One of the hardest things for those a progressive disposition to understand is that morality is not a feature of their reason. They also do not understand at all that cultural dislocation — the sense of being incredibly at odds with the entire culture you are in once you’ve moved out of your old one — is primarily a cultural issue, and not a moral one.
To accept such seems to be the hardest thing for many progressives, on so many levels. Because what it means is that just by having moral insight into a matter, one does not have the power — even potentially, or if the whole world adopts a progressive’s disposition — to alleviate the distress of millions.
One desperately wants to believe that by working hard to correct one’s personal flaws, and by drawing up a blueprint for a genuine incorporation of peoples of all races into society’s fray on an equal footing, one can thereby ameliorate the inequalities that the new refugees or migrants to which they had previously been accustomed.
Really hot to trot progressives will go so far as to determine depths and degrees of suffering by doing some research into the historical circumstances of any country, in order to develop a clear idea of who has suffered how much, and therefore how much amelioration they require in terms of acceptance and respect for having suffered.
Viewing things in these terms is entirely appropriate.
Yet the Western progressive ought to understand a little better than he or she perhaps does that her standards for the measurement of suffering are, in fact, Western standards, and not the standards of the cultures from which the bedraggled refugees in fact originate. Also, that the colour of the skin, or indeed, the fact of being implicated on one side or another of a war that happened overseas, does not and cannot in any way determine the depth and degree of anybody’s subjective suffering. In particular one should realise that you cannot how much somebody has suffered. Historical and social skills give you, at best, the basis for making a strong hypothesis — no more.

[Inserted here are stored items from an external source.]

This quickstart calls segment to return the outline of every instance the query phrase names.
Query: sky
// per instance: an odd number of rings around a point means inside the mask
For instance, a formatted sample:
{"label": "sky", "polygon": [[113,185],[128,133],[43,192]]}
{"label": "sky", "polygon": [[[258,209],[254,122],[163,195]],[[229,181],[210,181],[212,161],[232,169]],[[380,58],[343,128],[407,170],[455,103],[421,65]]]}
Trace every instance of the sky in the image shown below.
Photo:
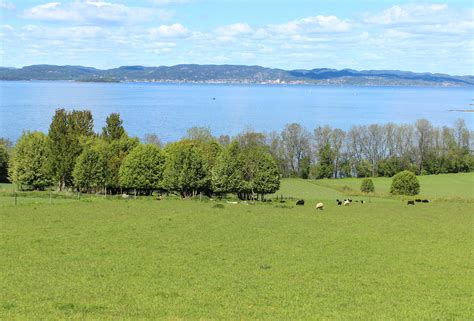
{"label": "sky", "polygon": [[0,65],[474,74],[473,1],[0,0]]}

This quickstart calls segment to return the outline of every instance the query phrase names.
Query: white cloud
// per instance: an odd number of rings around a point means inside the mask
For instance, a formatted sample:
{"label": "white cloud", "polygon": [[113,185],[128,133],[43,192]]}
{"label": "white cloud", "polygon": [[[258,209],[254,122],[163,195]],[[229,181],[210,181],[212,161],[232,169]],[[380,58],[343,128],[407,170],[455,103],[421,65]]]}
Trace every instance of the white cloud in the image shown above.
{"label": "white cloud", "polygon": [[270,25],[267,30],[277,35],[346,32],[351,24],[336,16],[313,16],[292,20],[285,24]]}
{"label": "white cloud", "polygon": [[150,0],[150,2],[158,6],[167,6],[172,4],[187,4],[193,2],[193,0]]}
{"label": "white cloud", "polygon": [[440,14],[446,13],[447,10],[446,4],[393,6],[367,17],[365,21],[382,25],[436,21]]}
{"label": "white cloud", "polygon": [[128,7],[103,0],[77,0],[73,2],[49,2],[27,9],[23,18],[79,23],[128,23],[149,21],[163,15],[163,11],[149,8]]}
{"label": "white cloud", "polygon": [[153,37],[179,38],[189,34],[189,30],[180,23],[172,25],[161,25],[158,28],[150,28],[148,32]]}
{"label": "white cloud", "polygon": [[13,10],[15,9],[15,5],[7,0],[0,0],[0,9],[4,10]]}
{"label": "white cloud", "polygon": [[235,37],[242,34],[248,34],[252,32],[252,28],[246,23],[234,23],[227,26],[219,27],[215,30],[215,33],[223,37]]}

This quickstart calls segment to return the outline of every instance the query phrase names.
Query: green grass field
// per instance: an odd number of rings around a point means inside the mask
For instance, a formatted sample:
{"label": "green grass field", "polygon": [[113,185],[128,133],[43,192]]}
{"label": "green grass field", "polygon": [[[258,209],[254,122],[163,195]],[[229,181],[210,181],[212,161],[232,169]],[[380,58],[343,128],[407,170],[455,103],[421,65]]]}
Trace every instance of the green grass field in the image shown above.
{"label": "green grass field", "polygon": [[[428,198],[454,198],[474,200],[474,173],[440,174],[418,176],[421,190],[420,197]],[[388,195],[391,178],[377,177],[372,179],[375,192]],[[360,189],[361,179],[325,179],[318,180],[317,184],[330,188],[348,186],[355,191]]]}
{"label": "green grass field", "polygon": [[303,207],[5,196],[0,320],[472,320],[472,178],[422,177],[445,200],[410,207],[337,206],[356,180],[284,180]]}

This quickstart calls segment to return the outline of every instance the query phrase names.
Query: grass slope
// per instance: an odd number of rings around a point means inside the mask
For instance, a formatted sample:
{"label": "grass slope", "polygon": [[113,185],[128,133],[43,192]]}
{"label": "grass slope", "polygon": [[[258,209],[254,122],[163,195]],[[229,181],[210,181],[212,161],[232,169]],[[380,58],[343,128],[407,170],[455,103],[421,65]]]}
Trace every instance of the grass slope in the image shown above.
{"label": "grass slope", "polygon": [[[376,177],[372,179],[375,192],[388,195],[392,179]],[[421,190],[420,197],[474,199],[474,172],[459,174],[440,174],[418,176]],[[323,187],[341,190],[348,186],[354,191],[360,190],[360,178],[324,179],[314,181]]]}
{"label": "grass slope", "polygon": [[469,319],[473,204],[0,209],[0,318]]}

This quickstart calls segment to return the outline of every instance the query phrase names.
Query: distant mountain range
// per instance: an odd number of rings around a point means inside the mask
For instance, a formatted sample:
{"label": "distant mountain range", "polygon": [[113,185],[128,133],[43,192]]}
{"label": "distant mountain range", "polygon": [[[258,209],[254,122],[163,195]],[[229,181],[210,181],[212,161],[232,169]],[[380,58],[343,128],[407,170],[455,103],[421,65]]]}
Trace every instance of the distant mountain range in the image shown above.
{"label": "distant mountain range", "polygon": [[317,84],[364,86],[473,86],[474,76],[399,70],[283,70],[245,65],[122,66],[100,70],[83,66],[0,67],[0,80],[72,80],[85,82],[184,82],[239,84]]}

For instance, upon my reading of Marechera I discovered that one does not suffer “because one is black”. One suffers because one is culturally dislocated and probably has attendant localised racism to deal with, to make that worse. Rare is the person who only has sexism or racism to deal with, to make their lives a misery. It is usually (speaking from personal experience) the cultural aspects of identity that cut one deepest — making one feel worse.
Consider, now, that even whites can suffer. Victor de Waal states in THE POLITICS OF RECONCILIATION:
The losers’ graves remain places of private grief. No further
memorials have been erected in the cathedral. Is it surprising that some should be clinging still to the beliefs that urged them to their deaths? (p 86)
Do you want to know why whites do not forget “The old Rhodesia”? Can you guess the answer? It is because they LOST the war and thereby lost the meanings of their lives, their hopes, their destination, their dreams and the familiarity of a world that could make sense for them all at once! They cannot adapt to the present because their present worlds do not make for them a lot of sense.
AND THERE IS LITTLE THAT IS MORAL ABOUT THIS FACT.
–It is not the result of some kind of system of natural justice at work in the nature of things. It is not an outcome of some divine providence. If they had had more military power, or more combined resources, they could have won their war of oppression. Their winning or losing of the war was in itself a practical issue — not, specifically, a moral one.
Morality does not — let us be sure about this fact — assure that the good always come out on top and the bad sink to the bottom of society. If that were truly the case, there would be no need for progressive justice. Think about it.
And if, for some reason, the ‘bad guys’ that you want to lose do in fact lose — and the ‘good guys’ that you want to win actually come out on top for a change — then that has everything to do with how resources of power have been deployed in order to force an issue. Every time.
IT IS STILL NOT A MORAL OUTCOME BUT A PRACTICAL ONE!
So, where does morality even fit in? — It fits in with the intellectual and ideological rigour that you can develop to enhance your personal understanding.
Do you see a black person and think, “goodness, let me see how I can help them!” Do you see a white person and think, “well, history dealt you out a nice comeuppance, and righteously
so!”
If so, you have not even learned a beginner’s moral lessons about how to treat people:
Morality isn’t the attitude you adopt in order to shine socially or academically — social climbing on the basis of your professed powers of discernment.
Morality, for all that it is not, is actually the insight that you start to have when you discover that injustice is inherent to life, and start to know that nobody deserves to be treated on the basis of their origins and/or skin colour. I would like to hold you responsible for not getting to know others through their culture, however. I’m unpleasant in that way.